In the present study, we showed that the high sn-2 formula was well-tolerable with a low incidence of side effects. A total of 29 infants (10.5%) reported adverse events, of which only 20.7% of the adverse events were moderate, and none were severe. Béghin et al. [25
] reported a higher incidence of adverse events (36.8%). However, this percentage was much lower than the control group (46.3%). In the study of Yao et al., they showed that 46.7% of the infants who received sn-2 formula had some adverse events; however, they stated that 93.3% of the adverse events were unrelated to feedings and 83.3% were mild in intensity. The most common reported adverse events were pyrexia, cough, and rhinorrhea [24
]. According to the findings of Nowacki et al. [17
], there was no significant difference between the sn-2 formula and the control group in terms of the incidence of adverse events (46.4% vs. 42.6%), respectively. Nevertheless, the feeding-related adverse events were only three adverse events.
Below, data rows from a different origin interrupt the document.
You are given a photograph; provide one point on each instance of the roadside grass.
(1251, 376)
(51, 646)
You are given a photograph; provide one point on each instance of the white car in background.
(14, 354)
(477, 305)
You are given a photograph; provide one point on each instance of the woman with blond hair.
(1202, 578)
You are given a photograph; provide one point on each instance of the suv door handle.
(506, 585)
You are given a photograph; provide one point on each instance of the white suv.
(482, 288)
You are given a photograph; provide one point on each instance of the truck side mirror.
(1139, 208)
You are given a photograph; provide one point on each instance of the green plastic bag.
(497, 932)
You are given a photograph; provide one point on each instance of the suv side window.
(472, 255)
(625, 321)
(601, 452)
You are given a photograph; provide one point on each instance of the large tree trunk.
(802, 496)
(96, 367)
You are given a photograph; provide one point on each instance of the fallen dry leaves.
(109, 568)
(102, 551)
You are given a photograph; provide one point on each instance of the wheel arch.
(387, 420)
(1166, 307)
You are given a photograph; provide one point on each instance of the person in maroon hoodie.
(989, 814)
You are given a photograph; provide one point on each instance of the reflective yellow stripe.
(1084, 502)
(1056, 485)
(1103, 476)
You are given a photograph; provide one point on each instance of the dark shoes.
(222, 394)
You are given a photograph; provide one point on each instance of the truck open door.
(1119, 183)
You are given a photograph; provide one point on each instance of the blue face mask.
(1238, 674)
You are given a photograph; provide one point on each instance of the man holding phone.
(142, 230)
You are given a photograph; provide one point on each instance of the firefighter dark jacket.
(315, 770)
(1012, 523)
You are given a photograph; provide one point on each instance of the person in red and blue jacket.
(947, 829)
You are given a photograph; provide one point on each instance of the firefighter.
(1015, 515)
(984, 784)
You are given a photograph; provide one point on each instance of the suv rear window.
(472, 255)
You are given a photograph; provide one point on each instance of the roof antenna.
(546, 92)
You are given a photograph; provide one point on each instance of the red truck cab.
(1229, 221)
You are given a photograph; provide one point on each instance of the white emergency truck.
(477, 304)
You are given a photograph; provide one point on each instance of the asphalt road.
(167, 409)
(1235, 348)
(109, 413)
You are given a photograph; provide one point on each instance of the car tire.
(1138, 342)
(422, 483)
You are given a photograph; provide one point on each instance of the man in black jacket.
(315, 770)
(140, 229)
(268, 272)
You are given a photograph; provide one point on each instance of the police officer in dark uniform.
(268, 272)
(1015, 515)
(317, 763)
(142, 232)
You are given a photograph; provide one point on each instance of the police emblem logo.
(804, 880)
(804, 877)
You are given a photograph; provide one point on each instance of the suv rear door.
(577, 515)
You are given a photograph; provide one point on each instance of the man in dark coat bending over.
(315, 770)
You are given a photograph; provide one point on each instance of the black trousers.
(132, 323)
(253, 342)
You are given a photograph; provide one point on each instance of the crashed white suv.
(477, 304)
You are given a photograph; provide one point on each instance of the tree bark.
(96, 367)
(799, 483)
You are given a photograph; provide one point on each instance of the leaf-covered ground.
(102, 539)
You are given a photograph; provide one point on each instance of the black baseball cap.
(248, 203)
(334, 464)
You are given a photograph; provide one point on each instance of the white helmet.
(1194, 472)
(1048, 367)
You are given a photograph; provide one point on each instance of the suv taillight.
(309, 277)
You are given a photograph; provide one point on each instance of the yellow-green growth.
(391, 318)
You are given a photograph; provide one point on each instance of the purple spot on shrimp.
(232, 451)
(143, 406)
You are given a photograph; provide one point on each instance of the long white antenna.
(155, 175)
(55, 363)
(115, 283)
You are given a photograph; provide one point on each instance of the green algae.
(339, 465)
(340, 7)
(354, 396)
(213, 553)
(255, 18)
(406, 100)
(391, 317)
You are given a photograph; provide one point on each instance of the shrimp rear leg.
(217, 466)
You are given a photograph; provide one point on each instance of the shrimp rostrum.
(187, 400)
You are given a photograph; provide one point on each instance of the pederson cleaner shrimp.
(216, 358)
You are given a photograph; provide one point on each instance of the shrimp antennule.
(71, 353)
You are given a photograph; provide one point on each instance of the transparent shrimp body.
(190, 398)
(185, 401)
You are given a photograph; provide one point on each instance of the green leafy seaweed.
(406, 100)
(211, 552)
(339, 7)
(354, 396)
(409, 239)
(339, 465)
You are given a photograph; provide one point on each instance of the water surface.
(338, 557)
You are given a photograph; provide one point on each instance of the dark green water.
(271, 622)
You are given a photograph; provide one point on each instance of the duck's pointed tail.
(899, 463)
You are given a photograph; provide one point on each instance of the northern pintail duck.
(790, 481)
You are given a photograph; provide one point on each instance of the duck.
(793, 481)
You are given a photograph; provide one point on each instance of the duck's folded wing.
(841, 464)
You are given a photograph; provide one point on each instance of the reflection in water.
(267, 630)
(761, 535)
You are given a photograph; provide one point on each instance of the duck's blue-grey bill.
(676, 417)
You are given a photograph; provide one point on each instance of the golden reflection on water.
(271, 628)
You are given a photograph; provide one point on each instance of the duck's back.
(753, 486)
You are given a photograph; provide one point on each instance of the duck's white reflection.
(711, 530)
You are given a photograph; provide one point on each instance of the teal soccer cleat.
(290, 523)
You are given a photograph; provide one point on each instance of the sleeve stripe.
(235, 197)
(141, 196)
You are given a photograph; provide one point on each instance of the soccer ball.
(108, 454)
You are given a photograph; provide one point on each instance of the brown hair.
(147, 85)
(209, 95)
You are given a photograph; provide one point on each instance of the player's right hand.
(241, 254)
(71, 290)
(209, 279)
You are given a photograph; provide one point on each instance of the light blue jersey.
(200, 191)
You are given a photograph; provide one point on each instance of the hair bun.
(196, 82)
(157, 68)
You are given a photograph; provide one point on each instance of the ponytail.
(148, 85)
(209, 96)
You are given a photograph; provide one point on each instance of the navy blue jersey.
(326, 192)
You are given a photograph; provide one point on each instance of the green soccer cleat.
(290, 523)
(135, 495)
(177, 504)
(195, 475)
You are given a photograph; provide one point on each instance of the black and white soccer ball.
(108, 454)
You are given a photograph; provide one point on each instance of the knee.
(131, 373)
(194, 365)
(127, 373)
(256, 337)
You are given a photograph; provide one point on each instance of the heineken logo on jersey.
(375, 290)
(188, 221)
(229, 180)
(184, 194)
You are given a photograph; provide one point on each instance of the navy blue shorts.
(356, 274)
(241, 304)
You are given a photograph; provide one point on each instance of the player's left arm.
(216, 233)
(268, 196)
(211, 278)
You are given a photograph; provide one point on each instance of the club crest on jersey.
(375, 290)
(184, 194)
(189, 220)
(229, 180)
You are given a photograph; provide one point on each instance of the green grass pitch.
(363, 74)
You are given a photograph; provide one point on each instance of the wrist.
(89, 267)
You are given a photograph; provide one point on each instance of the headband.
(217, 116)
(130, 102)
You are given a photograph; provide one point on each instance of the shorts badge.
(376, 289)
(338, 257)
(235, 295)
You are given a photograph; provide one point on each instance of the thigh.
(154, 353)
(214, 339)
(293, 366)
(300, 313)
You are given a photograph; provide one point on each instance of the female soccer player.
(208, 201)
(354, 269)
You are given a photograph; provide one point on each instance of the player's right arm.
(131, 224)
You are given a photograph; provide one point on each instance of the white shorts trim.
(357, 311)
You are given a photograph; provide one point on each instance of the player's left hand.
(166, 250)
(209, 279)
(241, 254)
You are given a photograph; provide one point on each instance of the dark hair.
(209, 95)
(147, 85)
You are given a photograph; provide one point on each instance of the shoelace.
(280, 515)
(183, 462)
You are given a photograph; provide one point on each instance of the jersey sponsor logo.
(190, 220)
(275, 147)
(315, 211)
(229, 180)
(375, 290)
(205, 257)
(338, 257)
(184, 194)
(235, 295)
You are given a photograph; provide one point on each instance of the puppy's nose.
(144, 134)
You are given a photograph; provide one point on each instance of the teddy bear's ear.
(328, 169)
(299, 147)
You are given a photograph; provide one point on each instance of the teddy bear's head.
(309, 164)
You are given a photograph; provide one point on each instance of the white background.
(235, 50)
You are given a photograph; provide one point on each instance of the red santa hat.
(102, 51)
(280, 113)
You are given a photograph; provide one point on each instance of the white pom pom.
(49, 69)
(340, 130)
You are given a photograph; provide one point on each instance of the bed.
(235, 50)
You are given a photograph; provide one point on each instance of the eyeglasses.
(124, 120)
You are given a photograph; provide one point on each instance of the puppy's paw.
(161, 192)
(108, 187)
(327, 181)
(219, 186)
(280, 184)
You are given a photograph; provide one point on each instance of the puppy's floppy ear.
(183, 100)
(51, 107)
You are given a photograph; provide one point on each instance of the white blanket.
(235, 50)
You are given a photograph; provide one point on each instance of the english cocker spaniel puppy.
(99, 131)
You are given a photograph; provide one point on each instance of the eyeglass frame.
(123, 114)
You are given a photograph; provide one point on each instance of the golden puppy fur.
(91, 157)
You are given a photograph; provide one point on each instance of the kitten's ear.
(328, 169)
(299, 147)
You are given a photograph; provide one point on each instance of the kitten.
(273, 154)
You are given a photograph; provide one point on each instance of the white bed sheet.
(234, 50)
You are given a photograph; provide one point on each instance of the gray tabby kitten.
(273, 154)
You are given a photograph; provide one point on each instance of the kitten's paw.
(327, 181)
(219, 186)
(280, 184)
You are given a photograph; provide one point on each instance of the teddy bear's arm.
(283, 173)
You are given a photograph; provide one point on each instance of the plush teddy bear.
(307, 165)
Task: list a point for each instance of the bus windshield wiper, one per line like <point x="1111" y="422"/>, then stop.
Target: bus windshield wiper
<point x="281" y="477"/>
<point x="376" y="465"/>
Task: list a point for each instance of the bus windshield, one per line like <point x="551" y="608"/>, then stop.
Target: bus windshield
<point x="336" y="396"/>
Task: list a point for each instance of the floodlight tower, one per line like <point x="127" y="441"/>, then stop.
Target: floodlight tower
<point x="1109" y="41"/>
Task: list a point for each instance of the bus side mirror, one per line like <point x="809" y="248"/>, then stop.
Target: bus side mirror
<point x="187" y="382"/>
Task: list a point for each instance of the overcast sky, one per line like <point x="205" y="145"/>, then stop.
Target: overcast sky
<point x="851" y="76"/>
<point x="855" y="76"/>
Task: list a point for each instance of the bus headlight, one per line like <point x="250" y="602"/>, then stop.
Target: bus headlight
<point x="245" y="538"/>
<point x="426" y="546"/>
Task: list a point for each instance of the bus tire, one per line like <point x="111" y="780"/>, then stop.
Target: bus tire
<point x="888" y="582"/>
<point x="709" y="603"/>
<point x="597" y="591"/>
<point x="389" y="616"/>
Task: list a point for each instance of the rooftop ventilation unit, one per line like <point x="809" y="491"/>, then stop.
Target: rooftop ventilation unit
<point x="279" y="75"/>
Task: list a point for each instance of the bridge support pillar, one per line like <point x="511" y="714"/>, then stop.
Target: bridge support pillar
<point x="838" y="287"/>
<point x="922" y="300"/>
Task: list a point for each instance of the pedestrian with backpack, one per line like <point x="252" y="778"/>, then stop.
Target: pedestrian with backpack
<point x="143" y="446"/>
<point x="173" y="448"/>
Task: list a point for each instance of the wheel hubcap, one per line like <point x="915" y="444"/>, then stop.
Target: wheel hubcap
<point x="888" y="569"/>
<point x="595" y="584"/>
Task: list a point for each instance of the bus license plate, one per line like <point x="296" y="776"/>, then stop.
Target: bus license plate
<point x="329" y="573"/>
Such findings were reflected in the acceptability of both parents and pediatricians. In the present study, we found that the high sn-2 formula’s tolerability was rated as good-to-excellent by the pediatricians and parents. In addition to the good safety profile of the sn-2 formula, this high tolerability suggests that the high sn-2 is a good alternative to the standard formulas. Our study has some limitations. First, the risk of selection bias is high in our study. We selected the patients using a convenience sample, and we could not include a control group to estimate the exact efficacy within and between groups. The lack of a control group represents a significant limitation in the present study, as the observed changes in the stool characteristics and other study’s outcomes may be attributed to the natural progress of the infants themselves, rather than the effect of the formula itself. Second, we did not evaluate the stool fat soaps and the bone mineral mass, and third, there was a lack of a breastfed reference group.